Foi ontem notícia a agressão de um recluso, por um outro, ocorrida no Estabelecimento Prisional de Santa Cruz do Bispo. A vítima encontrava-se deitada no chão, a apanhar sol, quando o agressor lhe desferiu um violentíssimo pontapé na cabeça, deixando-a inanimada. Não satisfeito com isso, o agressor urinou e cuspiu para cima da vítima. Nenhum dos inúmeros reclusos que assistiram à agressão esboçou o mínimo gesto no sentido de auxiliar a vítima.
Escusado será dizer que não se encontrava presente qualquer guarda prisional, espécie que vai escasseando cada vez mais no interior dos estabelecimentos prisionais. A situação só foi detectada pelos serviços prisionais posteriormente, através do visionamento das imagens captadas pelo sistema de videovigilância, imagens essas divulgadas na televisão.
Entretanto, a vítima teve de ser sujeita a uma intervenção cirúrgica. Atenta a violência da agressão, certamente ficou com lesões graves.
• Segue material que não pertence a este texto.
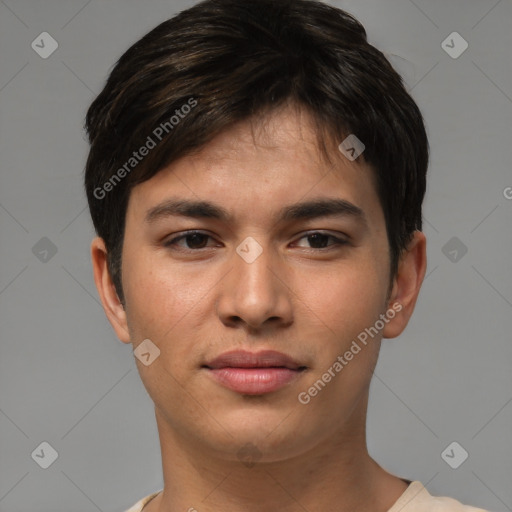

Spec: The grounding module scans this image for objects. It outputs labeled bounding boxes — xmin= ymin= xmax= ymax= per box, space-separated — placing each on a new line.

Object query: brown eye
xmin=294 ymin=232 xmax=348 ymax=249
xmin=164 ymin=231 xmax=216 ymax=251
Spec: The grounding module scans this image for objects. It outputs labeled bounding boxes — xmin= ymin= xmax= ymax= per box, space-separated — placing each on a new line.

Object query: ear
xmin=91 ymin=237 xmax=131 ymax=344
xmin=382 ymin=231 xmax=427 ymax=339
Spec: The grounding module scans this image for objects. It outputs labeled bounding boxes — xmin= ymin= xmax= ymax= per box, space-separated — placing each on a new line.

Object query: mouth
xmin=202 ymin=350 xmax=307 ymax=395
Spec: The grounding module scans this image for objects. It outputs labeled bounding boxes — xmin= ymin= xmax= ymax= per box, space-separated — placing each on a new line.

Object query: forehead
xmin=183 ymin=105 xmax=351 ymax=177
xmin=126 ymin=105 xmax=383 ymax=228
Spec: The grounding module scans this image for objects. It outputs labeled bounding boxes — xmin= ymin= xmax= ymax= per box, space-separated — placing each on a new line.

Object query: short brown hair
xmin=84 ymin=0 xmax=429 ymax=302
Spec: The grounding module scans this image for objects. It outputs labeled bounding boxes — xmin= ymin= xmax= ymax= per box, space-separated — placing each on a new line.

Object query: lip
xmin=203 ymin=350 xmax=307 ymax=395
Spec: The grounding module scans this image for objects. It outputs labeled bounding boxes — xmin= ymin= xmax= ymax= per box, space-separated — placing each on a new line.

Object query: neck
xmin=146 ymin=398 xmax=408 ymax=512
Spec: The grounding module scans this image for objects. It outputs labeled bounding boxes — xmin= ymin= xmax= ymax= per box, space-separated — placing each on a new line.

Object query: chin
xmin=198 ymin=409 xmax=319 ymax=464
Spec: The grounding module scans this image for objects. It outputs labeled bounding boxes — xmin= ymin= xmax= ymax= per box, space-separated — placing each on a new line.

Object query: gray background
xmin=0 ymin=0 xmax=511 ymax=511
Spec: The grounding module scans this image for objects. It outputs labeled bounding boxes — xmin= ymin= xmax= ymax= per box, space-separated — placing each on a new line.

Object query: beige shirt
xmin=124 ymin=481 xmax=490 ymax=512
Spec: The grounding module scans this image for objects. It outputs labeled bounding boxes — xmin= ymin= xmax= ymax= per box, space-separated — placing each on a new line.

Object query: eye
xmin=163 ymin=230 xmax=348 ymax=252
xmin=293 ymin=231 xmax=348 ymax=249
xmin=164 ymin=231 xmax=218 ymax=251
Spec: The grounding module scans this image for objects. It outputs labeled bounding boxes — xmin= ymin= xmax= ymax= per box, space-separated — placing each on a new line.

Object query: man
xmin=84 ymin=0 xmax=489 ymax=510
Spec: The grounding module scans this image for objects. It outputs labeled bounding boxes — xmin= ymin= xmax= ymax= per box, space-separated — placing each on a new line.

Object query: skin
xmin=92 ymin=104 xmax=426 ymax=512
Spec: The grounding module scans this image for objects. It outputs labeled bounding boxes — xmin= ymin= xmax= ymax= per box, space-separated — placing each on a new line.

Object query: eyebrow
xmin=145 ymin=197 xmax=367 ymax=226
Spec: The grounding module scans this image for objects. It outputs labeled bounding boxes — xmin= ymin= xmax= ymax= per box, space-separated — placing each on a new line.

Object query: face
xmin=92 ymin=105 xmax=425 ymax=464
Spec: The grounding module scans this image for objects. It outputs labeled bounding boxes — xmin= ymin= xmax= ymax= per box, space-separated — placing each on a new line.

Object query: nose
xmin=215 ymin=239 xmax=293 ymax=332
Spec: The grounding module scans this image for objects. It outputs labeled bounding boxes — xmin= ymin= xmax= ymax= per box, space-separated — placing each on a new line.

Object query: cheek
xmin=121 ymin=255 xmax=209 ymax=396
xmin=295 ymin=258 xmax=388 ymax=340
xmin=121 ymin=247 xmax=195 ymax=340
xmin=121 ymin=246 xmax=220 ymax=370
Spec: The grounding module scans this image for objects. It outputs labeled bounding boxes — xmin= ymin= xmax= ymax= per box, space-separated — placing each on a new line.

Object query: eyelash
xmin=163 ymin=230 xmax=348 ymax=252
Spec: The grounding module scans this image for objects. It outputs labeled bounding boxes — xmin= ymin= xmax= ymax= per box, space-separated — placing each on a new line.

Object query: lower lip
xmin=206 ymin=367 xmax=303 ymax=395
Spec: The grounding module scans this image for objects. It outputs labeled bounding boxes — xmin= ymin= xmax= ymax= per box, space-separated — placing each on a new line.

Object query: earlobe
xmin=382 ymin=231 xmax=427 ymax=339
xmin=90 ymin=237 xmax=131 ymax=344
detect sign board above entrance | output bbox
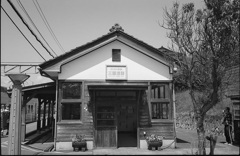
[106,65,127,80]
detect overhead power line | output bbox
[7,0,55,59]
[1,6,46,61]
[34,0,65,54]
[17,0,58,57]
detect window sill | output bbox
[57,120,83,125]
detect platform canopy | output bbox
[7,82,56,102]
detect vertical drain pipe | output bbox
[54,80,58,151]
[172,82,177,148]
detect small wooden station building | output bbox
[39,24,176,150]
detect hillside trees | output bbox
[161,0,239,154]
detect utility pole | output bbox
[6,73,29,155]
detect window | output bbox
[31,105,33,113]
[150,83,170,120]
[112,49,121,62]
[61,82,82,121]
[62,103,81,120]
[62,82,81,99]
[28,105,30,113]
[152,103,168,119]
[151,85,165,99]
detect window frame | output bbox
[112,49,121,62]
[59,81,84,122]
[151,102,169,119]
[149,83,171,121]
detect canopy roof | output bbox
[7,82,56,100]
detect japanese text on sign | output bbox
[106,66,127,80]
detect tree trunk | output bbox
[206,134,217,155]
[195,111,206,155]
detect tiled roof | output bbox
[39,26,170,69]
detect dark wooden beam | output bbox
[37,98,42,133]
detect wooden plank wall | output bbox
[138,89,175,141]
[57,123,93,141]
[139,90,151,127]
[56,82,94,142]
[139,122,175,140]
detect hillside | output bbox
[175,90,233,135]
[175,90,232,115]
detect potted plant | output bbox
[145,134,164,151]
[72,134,87,152]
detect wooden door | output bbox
[117,101,137,132]
[95,100,117,148]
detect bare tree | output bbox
[161,0,239,154]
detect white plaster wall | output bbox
[59,40,171,81]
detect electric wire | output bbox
[17,0,58,57]
[1,6,46,61]
[7,0,55,59]
[34,0,65,54]
[34,0,65,53]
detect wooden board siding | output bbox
[139,122,175,140]
[56,81,94,142]
[56,81,175,147]
[56,124,93,142]
[139,103,151,127]
[138,82,175,141]
[138,90,151,127]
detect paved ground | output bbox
[1,127,239,155]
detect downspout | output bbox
[171,64,177,148]
[172,82,177,148]
[54,80,58,151]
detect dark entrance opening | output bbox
[93,89,140,148]
[89,84,148,149]
[117,99,137,147]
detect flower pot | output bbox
[72,141,87,151]
[147,141,163,151]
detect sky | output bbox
[1,0,205,88]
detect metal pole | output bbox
[54,80,58,151]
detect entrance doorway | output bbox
[117,100,137,147]
[94,90,139,148]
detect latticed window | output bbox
[61,82,82,121]
[152,103,168,119]
[151,85,165,99]
[150,83,170,120]
[62,103,81,120]
[62,83,81,99]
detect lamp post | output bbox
[6,73,29,155]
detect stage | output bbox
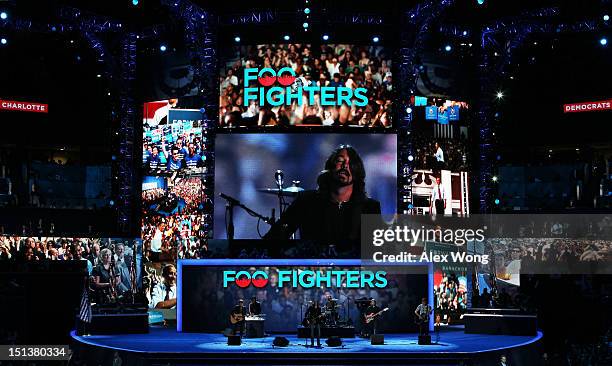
[71,325,543,365]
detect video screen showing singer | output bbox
[263,145,381,248]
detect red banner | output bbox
[563,99,612,113]
[0,99,48,113]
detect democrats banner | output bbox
[449,105,460,121]
[425,106,438,120]
[437,109,449,125]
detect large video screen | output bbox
[180,263,428,333]
[214,133,397,240]
[219,44,393,128]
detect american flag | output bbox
[78,286,92,323]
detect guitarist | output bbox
[304,301,323,348]
[230,299,247,338]
[364,299,381,337]
[414,297,432,336]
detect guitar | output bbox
[302,313,325,327]
[229,313,245,324]
[365,307,389,324]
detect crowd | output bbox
[141,177,209,261]
[143,128,207,174]
[433,271,468,324]
[219,44,393,127]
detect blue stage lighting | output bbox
[200,107,206,114]
[283,35,290,41]
[477,0,485,5]
[603,15,609,21]
[372,36,380,43]
[160,44,167,52]
[494,198,500,205]
[304,8,310,14]
[234,36,241,42]
[0,12,7,20]
[322,34,329,41]
[132,0,139,5]
[0,38,6,45]
[600,37,608,46]
[444,45,452,52]
[303,22,309,28]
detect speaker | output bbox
[272,336,289,347]
[418,335,431,345]
[325,336,343,347]
[227,335,241,346]
[371,334,384,345]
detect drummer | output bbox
[325,294,339,326]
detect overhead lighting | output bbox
[0,38,6,45]
[132,0,139,5]
[234,36,241,43]
[322,34,329,41]
[444,45,452,52]
[304,8,310,14]
[372,36,380,43]
[160,44,167,52]
[302,22,309,29]
[604,15,609,21]
[600,37,608,46]
[496,91,504,99]
[0,12,7,20]
[283,35,290,41]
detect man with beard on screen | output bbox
[264,145,381,251]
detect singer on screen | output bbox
[264,145,380,248]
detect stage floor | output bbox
[72,326,542,358]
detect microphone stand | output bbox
[220,193,275,241]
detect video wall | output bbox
[219,44,393,128]
[179,261,429,333]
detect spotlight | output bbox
[109,200,115,206]
[304,8,310,14]
[496,91,504,99]
[600,37,608,46]
[200,107,206,114]
[283,35,290,41]
[408,155,414,162]
[96,74,102,78]
[160,44,167,52]
[0,12,7,20]
[406,107,412,114]
[604,15,609,21]
[444,45,452,52]
[477,0,485,5]
[494,198,500,205]
[0,38,6,45]
[492,176,498,182]
[132,0,139,5]
[234,36,241,43]
[462,30,468,36]
[372,36,380,43]
[322,34,329,41]
[303,22,309,29]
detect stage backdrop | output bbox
[178,259,431,334]
[213,133,397,239]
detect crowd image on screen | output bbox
[413,138,469,172]
[433,271,467,325]
[219,44,393,128]
[143,121,207,175]
[0,236,142,303]
[141,177,209,261]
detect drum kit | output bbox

É este o dia-a-dia nas prisões portuguesas. Reclusos entregues a si próprios, sujeitos a serem assassinados, agredidos, sexualmente abusados, ameaçados, extorquidos, sem que o sistema lhes conceda a protecção a que eles têm direito. Há relatos de familiares de reclusos que, a troco da «protecção» deste, pagam a grupos organizados de companheiros de prisão. É a lei da selva.
Que uma pessoa que ingressa num estabelecimento prisional tem o direito de exigir, ao Estado que o priva da liberdade, que garanta a sua segurança no interior daquele estabelecimento, constitui uma evidência. Essa pessoa não pode ser, pura e simplesmente, encarcerada e abandonada à sua sorte, num ambiente hostil, sujeita à lei do mais forte. Cada situação de agressão como a descrita constitui uma violação, pelo Estado, do seu dever de protecção do recluso agredido.
Noutra perspectiva, um ambiente prisional como aquele que descrevi é a antítese daquele que é necessário para a reinserção social dos reclusos. O instinto de sobrevivência destes impeli-los-á, não a ressocializarem-se, mas sim a procurarem integrar-se num grupo criminoso que, dentro da prisão, lhes garanta a protecção que o Estado lhes recusa. Organizações criminosas como o brasileiro PCC, que se encontra a recrutar reclusos nas prisões portuguesas, agradecem.
Ao permitir que isto aconteça, o Estado abdica vergonhosamente do objectivo de ressocializar quem ingressa no seu sistema prisional. As enfáticas proclamações, no Código Penal e no discurso político, da ressocialização como fim da pena, nomeadamente da pena de prisão, estatelam-se ingloriamente contra a sórdida realidade das prisões portuguesas.
Em suma, também em matéria de garantia da segurança dos reclusos, o estado das prisões portuguesas é, há muito tempo, de calamidade.